Diaspora, de Greg Egan : dans le futur, les humains vivent tranquillement comme des immortels dans des mondes virtuels ou dans des corps de robots ou avec des génomes modifiées à l’excès. Un jour, un plot device se produit, rend la Terre inhabitable, et force l’humanité à aller explorer l’univers, qui contient plein de choses mystérieuses. C’est extrêmement dense en bonnes idées pour un livre qui n’est pas si long que ça. Et malgré quelques excès de jargon vers la fin, j’ai trouvé que l’auteur arrivait à pousser beaucoup de ses concepts à leur paroxysme sans que la lecture devienne jamais ardue ou désagréable. C’est un livre difficile à résumer ou à recommander avec brièveté, je me contenterai donc de dire que j’ai beaucoup aimé.
Gnomon, de Nick Harkaway : cette fois-ci dans un futur plus proche et dans une Angleterre marquée par une société de surveillance généralisée gérée par des intelligences artificielles. On suit une policière qui enquête sur un meurtre grâce à une technologie qui lui permet de revivre la mémoire de la morte. Il y a des mystères, des récits dans le récit dans le récit, des histoires parallèles avec des personnages complètement distincts. Si la structure volontairement complexe du livre rend la lecture parfois ardue, j’ai trouvé que l’effort en valait la peine. Il y a là aussi beaucoup d’inventivité et beaucoup de bonnes idées, mais avec une vraie unité thématique qui n’apparaît que progressivement mais qui est tout à fait bien menée.
Blindsight, de Peter Watts : un objet extraterrestre apparaît dans le système solaire, et l’humanité envoie à sa rencontre une délégation de cinq personnes avec chacune leur particularité (dont un vampire de l’espace) pour effectuer le premier contact. Ce qui différencie ce livre des nombreuses autres histoires de SF sur le même concept, c’est qu’ici l’extranéité des aliens a été poussée au maximum, et que ça donne lieu à un récit qui est nourri de plusieurs questionnements sur les concepts même du vivant ou de la communication, et même des réflexions sur ce que pourraient être les briques de base d’une biologie moléculaire alternative. Un bon roman de science-fiction doit se tenir sur ses deux jambes. S’agissant des deux précédents, Diaspora manquait à mon avis un peu de qualités littéraires ; et Gnomon, qui les avait, n’était peut-être pas assez « hard SF » à mon goût.
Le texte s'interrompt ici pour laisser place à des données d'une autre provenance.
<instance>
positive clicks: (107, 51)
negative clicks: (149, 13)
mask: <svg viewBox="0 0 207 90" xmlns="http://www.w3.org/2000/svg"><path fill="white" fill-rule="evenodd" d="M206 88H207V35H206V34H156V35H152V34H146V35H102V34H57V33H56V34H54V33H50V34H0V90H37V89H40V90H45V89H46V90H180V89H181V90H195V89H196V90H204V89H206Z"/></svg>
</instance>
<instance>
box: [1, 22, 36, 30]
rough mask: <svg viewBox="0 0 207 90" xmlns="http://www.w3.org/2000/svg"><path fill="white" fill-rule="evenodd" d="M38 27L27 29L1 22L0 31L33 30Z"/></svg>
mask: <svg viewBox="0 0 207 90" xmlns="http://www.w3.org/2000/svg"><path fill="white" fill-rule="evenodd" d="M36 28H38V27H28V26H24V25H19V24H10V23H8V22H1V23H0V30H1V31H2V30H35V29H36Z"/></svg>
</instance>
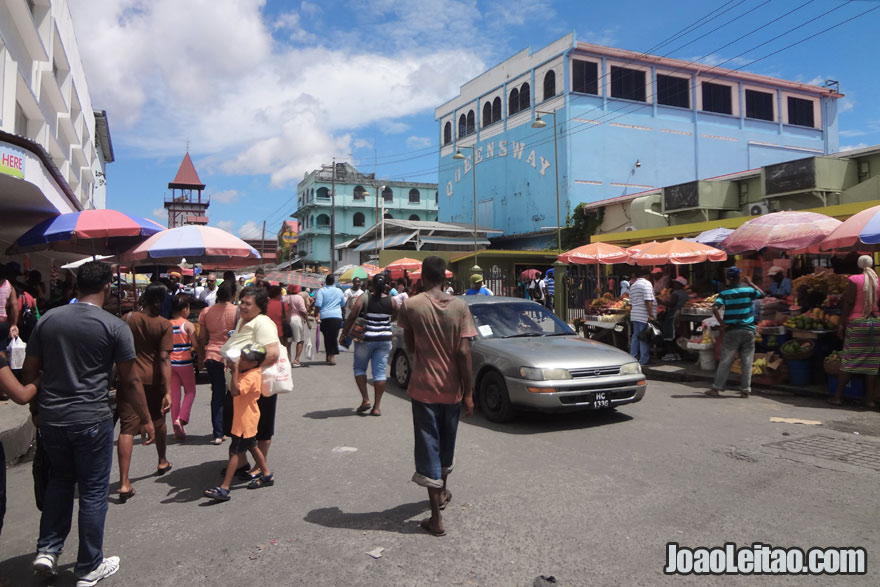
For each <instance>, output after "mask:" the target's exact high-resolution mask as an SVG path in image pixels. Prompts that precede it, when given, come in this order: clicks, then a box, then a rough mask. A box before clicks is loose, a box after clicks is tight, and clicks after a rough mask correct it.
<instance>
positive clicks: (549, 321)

Blindsight réussit de mon point de vue sur les deux tableaux, et je le recommande très très chaudement, c’est indéniablement ma lecture favorite de l’année.
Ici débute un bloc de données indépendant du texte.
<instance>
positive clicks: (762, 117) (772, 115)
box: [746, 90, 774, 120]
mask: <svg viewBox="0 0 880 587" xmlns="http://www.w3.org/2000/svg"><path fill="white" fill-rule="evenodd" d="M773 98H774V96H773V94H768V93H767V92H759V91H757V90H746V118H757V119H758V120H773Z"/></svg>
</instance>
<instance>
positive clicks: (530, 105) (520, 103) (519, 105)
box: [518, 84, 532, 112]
Quelques accessits livrés en vrac :
- Never Let Me Go, de Kazuo Ishiguro
- East of Eden, de John Steinbeck,
- Piège pour Cendrillon, de Sébastien Japrisot,
- Hyperion, de Dan Simmons (relecture),
- The Lions of Al-Rassan, de Guy Gavriel Kay
- Prix « Sauvegarde et réhabilitation du recueil de nouvelles » :
- Le silence de la mer, de Vercors,
- Axiomatic, de Greg Egan,
- The Labours of Hercules, d’Agatha Christie.